Mullen was credited with organizing other Goldman Sach’s colleagues to short the market –what became known as “the big short” — exhorting them in a 2007 email that they “will make some serious money.” Now Mullen is betting that millions of people, many of whom lost their homes in the 2008-2009 economic meltdown, will be permanently stuck in rental housing.
This example of consolidation is part of a larger trend, as ownership of rental properties shifts from local owners to national corporate giants – who have expanded into the single-family home rental market.

Credit: Inqulinx Unidxs Por Justicia
Private equity conglomerates ranging from Blackstone to Apollo Capital believe there is money to be made by snatching up single-family homes, often in foreclosure, and renting to the growing segment of the population that is locked out of homeownership. Managing and maintaining these properties — and dealing with the fact that there are real human beings living in them as homes — is just another cost to be squeezed.
As a national tenant eviction moratorium imposed by the Center for Disease Control is set to expire on March 31, 2021, the role of billionaire landlords is getting dramatic attention.
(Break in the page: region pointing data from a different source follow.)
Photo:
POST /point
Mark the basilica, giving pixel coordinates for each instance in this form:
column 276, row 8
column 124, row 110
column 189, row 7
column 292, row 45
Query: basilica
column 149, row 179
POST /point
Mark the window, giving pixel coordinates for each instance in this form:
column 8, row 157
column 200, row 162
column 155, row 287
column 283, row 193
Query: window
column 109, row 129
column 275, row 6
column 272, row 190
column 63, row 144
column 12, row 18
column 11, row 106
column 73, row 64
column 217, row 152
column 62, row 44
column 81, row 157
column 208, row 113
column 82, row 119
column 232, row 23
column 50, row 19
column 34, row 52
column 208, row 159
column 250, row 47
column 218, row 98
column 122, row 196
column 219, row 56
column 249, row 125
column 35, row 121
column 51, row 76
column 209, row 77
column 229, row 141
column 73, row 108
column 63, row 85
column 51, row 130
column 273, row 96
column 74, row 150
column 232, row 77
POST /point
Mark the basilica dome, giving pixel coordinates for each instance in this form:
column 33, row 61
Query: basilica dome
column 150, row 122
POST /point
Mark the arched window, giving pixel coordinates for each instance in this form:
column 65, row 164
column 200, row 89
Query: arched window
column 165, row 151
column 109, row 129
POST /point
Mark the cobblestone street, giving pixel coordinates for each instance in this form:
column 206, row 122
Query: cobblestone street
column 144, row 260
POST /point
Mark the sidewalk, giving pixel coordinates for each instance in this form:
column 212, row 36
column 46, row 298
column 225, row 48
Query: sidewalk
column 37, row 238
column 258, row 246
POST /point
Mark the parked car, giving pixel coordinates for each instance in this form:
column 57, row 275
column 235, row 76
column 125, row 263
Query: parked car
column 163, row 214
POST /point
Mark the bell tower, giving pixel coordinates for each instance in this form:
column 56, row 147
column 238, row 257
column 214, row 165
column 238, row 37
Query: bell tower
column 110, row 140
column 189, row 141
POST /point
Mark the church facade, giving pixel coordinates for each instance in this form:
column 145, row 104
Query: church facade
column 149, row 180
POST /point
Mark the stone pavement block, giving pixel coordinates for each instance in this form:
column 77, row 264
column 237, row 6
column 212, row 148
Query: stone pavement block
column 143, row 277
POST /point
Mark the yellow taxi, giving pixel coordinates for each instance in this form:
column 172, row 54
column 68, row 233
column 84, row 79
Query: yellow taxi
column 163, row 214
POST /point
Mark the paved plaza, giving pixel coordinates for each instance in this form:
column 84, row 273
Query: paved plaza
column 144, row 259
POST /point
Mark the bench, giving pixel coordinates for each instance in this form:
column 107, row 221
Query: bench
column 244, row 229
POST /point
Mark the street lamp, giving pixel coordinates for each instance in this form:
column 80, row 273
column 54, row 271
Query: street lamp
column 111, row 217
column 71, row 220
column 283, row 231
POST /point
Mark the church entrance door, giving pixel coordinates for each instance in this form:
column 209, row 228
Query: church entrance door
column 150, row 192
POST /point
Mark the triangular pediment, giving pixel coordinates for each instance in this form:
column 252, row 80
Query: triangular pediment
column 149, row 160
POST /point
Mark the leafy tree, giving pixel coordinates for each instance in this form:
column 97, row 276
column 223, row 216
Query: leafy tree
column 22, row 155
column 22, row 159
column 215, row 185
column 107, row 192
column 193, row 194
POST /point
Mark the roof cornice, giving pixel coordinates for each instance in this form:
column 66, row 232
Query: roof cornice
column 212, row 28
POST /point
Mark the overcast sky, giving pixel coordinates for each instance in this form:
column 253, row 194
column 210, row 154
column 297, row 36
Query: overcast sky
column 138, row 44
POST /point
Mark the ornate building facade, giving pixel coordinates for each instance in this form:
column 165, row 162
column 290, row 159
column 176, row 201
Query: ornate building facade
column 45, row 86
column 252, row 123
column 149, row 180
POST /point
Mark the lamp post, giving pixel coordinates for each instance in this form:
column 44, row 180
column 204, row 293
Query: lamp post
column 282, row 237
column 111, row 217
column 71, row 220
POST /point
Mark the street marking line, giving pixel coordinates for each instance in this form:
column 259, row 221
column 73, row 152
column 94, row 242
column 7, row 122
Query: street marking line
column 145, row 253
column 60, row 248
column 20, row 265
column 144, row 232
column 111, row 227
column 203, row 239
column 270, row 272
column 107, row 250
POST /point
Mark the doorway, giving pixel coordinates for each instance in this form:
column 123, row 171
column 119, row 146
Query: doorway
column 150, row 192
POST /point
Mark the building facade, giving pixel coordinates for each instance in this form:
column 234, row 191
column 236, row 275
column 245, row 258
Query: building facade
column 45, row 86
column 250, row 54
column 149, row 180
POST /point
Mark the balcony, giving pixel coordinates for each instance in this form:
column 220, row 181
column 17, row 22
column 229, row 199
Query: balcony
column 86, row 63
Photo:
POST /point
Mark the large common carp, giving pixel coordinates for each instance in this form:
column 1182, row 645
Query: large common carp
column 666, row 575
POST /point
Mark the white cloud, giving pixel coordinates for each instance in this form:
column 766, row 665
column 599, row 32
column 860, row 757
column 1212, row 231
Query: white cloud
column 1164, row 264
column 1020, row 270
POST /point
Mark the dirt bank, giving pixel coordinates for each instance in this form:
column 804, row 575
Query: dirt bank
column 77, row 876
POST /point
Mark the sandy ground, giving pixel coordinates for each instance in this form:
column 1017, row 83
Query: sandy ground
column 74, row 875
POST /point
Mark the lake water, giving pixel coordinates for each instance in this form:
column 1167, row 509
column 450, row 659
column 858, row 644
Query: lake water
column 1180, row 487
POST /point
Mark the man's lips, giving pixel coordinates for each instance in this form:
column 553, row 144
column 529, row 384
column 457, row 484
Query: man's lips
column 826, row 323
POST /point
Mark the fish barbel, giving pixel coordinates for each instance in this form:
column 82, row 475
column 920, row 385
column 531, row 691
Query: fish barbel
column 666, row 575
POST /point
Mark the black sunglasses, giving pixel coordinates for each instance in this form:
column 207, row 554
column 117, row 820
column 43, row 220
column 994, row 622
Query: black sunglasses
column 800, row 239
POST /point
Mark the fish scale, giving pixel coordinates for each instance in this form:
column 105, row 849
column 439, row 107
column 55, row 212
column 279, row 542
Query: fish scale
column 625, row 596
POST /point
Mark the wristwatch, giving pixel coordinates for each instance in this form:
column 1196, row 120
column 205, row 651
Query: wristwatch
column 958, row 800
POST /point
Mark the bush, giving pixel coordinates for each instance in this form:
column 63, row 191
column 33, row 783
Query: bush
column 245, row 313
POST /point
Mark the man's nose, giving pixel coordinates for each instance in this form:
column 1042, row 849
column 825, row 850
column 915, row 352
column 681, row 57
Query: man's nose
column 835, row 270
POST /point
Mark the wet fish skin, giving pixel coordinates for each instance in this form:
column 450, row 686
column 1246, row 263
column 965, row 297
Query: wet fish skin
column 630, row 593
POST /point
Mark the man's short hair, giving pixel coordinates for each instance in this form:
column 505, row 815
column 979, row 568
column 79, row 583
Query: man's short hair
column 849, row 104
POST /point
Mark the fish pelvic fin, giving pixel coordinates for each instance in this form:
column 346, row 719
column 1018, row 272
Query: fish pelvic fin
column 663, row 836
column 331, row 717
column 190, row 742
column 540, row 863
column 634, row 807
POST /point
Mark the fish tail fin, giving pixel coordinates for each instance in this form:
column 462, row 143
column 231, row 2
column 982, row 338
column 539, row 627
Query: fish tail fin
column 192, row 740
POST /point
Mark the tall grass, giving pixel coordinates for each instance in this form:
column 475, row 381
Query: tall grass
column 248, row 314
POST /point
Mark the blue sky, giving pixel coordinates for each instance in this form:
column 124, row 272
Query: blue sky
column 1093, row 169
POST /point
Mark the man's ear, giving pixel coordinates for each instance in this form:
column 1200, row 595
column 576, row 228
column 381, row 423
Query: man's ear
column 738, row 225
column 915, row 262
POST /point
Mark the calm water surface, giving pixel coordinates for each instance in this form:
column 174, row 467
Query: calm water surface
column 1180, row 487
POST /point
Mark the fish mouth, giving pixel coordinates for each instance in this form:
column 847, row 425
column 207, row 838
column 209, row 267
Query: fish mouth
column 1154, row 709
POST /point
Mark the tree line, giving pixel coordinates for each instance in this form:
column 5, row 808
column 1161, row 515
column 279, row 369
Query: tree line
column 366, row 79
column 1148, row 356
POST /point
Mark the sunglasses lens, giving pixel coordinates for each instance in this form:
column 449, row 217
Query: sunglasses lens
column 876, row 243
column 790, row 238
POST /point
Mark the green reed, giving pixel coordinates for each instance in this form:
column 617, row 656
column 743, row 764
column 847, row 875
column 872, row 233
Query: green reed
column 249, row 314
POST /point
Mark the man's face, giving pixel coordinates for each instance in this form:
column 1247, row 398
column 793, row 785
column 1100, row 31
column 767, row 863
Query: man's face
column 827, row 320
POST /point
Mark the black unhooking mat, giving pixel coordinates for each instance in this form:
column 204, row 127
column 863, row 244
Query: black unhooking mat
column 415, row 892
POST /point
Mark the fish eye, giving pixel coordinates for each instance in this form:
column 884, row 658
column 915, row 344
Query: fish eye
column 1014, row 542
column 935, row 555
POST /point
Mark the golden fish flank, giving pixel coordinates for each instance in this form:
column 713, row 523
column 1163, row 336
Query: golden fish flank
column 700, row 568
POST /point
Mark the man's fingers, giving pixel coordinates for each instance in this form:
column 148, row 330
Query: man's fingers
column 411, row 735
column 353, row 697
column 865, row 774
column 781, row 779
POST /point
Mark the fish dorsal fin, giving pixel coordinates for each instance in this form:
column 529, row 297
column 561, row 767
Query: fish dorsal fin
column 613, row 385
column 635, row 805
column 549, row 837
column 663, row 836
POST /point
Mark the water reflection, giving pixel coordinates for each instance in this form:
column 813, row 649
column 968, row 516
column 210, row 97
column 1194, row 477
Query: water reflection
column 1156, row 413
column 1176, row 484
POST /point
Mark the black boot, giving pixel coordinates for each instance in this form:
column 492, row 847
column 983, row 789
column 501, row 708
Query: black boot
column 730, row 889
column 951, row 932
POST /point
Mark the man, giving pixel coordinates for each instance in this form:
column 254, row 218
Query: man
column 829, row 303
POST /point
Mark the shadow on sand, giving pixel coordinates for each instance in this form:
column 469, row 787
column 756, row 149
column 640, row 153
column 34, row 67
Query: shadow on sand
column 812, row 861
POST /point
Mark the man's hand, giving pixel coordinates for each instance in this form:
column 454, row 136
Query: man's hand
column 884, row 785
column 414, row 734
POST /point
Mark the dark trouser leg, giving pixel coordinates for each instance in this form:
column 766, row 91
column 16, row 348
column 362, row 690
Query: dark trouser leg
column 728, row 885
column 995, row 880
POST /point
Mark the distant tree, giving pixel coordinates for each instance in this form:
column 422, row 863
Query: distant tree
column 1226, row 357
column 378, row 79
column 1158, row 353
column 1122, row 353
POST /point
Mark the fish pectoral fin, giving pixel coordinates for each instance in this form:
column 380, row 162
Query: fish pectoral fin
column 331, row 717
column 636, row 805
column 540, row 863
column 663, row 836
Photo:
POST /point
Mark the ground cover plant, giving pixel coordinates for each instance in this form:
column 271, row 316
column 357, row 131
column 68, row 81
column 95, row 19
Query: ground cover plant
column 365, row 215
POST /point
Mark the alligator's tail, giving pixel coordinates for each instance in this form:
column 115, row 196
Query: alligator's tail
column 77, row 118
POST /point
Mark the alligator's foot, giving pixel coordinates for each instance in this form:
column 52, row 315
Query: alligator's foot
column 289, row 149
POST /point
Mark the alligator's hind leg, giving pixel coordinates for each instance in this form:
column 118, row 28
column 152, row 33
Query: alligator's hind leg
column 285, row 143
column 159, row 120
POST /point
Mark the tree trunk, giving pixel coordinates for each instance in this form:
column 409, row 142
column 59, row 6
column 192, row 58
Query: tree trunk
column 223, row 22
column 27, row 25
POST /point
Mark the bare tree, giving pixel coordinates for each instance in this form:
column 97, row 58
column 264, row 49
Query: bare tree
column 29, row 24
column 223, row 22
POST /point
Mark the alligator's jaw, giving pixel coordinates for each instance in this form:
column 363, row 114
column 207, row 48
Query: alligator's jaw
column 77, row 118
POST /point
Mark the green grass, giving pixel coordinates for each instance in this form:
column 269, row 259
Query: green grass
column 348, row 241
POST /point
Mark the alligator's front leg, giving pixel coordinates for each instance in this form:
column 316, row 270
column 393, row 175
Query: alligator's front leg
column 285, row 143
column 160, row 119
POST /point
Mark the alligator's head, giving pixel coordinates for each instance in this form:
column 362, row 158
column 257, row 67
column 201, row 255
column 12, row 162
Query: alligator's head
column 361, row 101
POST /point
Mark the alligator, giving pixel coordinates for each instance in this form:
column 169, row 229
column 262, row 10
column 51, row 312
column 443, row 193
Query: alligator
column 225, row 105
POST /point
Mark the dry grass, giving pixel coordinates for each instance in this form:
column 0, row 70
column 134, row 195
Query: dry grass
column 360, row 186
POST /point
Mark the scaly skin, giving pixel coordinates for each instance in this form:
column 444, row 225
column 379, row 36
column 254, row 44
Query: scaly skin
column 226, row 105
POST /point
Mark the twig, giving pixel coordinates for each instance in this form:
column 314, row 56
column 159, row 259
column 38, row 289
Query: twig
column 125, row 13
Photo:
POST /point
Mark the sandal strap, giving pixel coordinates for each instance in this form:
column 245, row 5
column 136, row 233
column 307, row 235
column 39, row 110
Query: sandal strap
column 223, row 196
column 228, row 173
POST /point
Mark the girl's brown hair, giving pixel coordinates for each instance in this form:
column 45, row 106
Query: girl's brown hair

A new report, “Cashing In On Our Homes: Billionaire Landlords Profit as Millions Face Eviction,” focused on 20 billionaire landlords and real estate investors –including the owners of HavenBrook Homes — whose wealth totals $194 billion, with their wealth increasing $21.2 billion over the year of the pandemic. These 20 corporate landlords control nearly 2 million units of rental housing, roughly 4 percent of the nation’s rental housing stock.
These billionaire landlords – many of whom have received federal government assistance in the form of low-cost financing to buy or build developments as well as subsidized rental assistance – are receiving financial support from the coronavirus relief package, sometimes while continuing to file eviction notices against their tenants.
According to the report, the twenty companies profiled have pursued at least 3,152 evictions in just 29 counties in eight states where the data is easily accessible – even during the pandemic moratorium. The number nationwide is likely to be many-fold higher. The report includes data showing that nearly one in 10 Black and Latinx renter households face imminent eviction, twice as high as white renter families.
These 20 corporate landlords are also poised to further consolidate their ownership with an estimated $245 billion in “cash on hand” –what the private equity barons call “dry powder” – to expand their rental property ownership during the coming years.
As the report observes, “Leaders and owners of corporate landlords are openly delighting in plans to profit once millions of Americans are evicted, seeing housing as an “opportunity sector” where they can extract more wealth for investors and themselves.
They are poised to profit from the pandemic economic downturn much as they capitalized on the 2008 financial crisis and mortgage meltdown, with plans to buy up more real estate and increase their stranglehold over the residential housing market,” the report says.